Rusk County is located in the Piney Woods of East Texas, about 120 miles southeast of Dallas. The present map shows the county divided into the tracts of its various land owners, including the Hugh Henderson and Juan Ximenez surveys, and the Andrew Miller survey, which became Joinerville. Numerous plots are noted as belonging simply to "Joiner." A previous oil speculator has made numerous notations and scribblings in the body of the map, with the word "ROYALTY" prominently written in an area of land owned by Neal Cooper. Also, a handful of times, the speculator has circled the dot where the name Joiner appears. There are also many different leases and ownership situations shown on the map, including joint ownerships, land ownership of “Mrs. Daisy Bradford 928 A.”, “Humble [later Exxon] 2/6," Gulf Oil 1/6," “Lloyd Oil Co.," “Joiner 30 Ac.," “Osborn (W.B. Osborn Oil & Gas) 50 A. / Joiner 30A.," “Sun Oil," “Arkansas Fuel Oil Co," and others.

C.M. Joiner had an exclusive contract with the Zingery Oil Map Co. to produce this map, noting it as “COPYRIGHTED,” an unusual phenomenon for Zingery. This map is in fact marked “Published Exclusively by Zingery Oil Map Co.” and “REGISTERED No. 976.” There is also a warning to copyright infringers reading: “Notice. The map is copyrighted. Any person copying by photostat or other means is infringing, and will be prosecuted to the full extent of the Law.”
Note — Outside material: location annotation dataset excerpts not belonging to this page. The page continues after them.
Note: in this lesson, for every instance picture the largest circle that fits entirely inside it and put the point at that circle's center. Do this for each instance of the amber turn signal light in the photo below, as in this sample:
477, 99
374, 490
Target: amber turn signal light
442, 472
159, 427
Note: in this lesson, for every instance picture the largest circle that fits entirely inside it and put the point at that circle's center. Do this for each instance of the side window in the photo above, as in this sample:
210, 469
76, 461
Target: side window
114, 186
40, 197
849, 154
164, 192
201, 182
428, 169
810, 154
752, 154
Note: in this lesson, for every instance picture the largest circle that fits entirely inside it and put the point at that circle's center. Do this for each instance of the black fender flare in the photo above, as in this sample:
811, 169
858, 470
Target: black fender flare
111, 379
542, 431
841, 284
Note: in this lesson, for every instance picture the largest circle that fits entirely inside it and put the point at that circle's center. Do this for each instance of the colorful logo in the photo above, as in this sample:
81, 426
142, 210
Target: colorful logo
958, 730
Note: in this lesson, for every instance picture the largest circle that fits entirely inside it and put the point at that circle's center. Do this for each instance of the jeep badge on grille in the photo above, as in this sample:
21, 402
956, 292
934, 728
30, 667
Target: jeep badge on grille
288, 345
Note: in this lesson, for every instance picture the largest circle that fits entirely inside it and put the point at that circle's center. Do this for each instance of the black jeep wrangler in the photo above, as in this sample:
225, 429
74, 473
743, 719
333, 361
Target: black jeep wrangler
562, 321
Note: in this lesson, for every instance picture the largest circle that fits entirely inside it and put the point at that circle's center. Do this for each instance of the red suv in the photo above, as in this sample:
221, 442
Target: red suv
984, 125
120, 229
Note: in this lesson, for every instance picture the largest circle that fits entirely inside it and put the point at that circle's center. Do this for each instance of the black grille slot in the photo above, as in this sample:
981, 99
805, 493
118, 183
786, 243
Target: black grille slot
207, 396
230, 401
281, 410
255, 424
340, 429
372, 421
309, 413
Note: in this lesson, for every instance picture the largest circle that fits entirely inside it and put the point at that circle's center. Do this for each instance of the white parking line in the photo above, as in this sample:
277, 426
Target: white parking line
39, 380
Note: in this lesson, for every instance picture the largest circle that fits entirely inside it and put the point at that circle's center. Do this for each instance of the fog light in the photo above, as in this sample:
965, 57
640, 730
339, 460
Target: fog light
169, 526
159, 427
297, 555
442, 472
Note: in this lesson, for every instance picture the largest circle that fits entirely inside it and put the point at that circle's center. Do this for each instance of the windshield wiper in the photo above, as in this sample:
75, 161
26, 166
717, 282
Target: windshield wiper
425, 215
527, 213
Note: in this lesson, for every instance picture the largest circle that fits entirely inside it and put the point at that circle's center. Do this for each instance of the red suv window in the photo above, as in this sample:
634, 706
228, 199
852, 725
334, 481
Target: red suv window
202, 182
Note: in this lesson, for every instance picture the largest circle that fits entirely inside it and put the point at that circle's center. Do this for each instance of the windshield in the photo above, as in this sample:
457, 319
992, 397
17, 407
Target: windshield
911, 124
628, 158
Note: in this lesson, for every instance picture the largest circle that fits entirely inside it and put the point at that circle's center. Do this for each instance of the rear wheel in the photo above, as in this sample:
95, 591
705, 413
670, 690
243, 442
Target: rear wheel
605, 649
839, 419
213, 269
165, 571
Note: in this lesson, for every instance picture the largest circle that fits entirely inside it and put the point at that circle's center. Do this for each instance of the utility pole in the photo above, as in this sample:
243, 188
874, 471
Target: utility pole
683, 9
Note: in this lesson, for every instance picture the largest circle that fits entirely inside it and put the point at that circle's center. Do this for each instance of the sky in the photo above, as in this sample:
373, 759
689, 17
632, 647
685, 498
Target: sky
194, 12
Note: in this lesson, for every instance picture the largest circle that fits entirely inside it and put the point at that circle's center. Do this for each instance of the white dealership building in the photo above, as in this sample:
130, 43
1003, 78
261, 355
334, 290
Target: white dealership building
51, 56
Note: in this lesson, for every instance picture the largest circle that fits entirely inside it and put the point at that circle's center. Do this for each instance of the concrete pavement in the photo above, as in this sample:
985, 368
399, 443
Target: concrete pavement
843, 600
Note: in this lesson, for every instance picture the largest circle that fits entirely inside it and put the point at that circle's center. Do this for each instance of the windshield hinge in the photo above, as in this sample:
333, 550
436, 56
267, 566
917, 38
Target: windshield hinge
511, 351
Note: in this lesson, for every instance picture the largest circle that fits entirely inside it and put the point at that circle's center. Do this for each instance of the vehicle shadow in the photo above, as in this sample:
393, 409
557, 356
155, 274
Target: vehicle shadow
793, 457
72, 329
"Between 1930 and 1936 Rusk County's population mushroomed from 32,000 to 65,000, as oilfield workers, wildcatters, speculators, lawyers, and other opportunists arrived to take advantage of the find. The discovery of oil not only changed the composition of the population but altered the very appearance of the area. New towns such as Joinerville, Carlisle, New London, and Turnertown sprang up; established settlements changed from rural communities to bustling boomtowns. Numerous new hotels, offices, and oil-related businesses were built in and around Henderson. Oil derricks and pumps soon dotted the countryside. Henderson, formerly a sleepy county seat, was transformed into a busy center of activity. Between 1930 and 1940 the town's population grew from 2,932 to 6,437. Though once something of an agricultural backwater, Rusk County overnight became a scene of conspicuous wealth, where the average household income far exceeded the statewide average" - Handbook of Texas online. No copies in OCLC.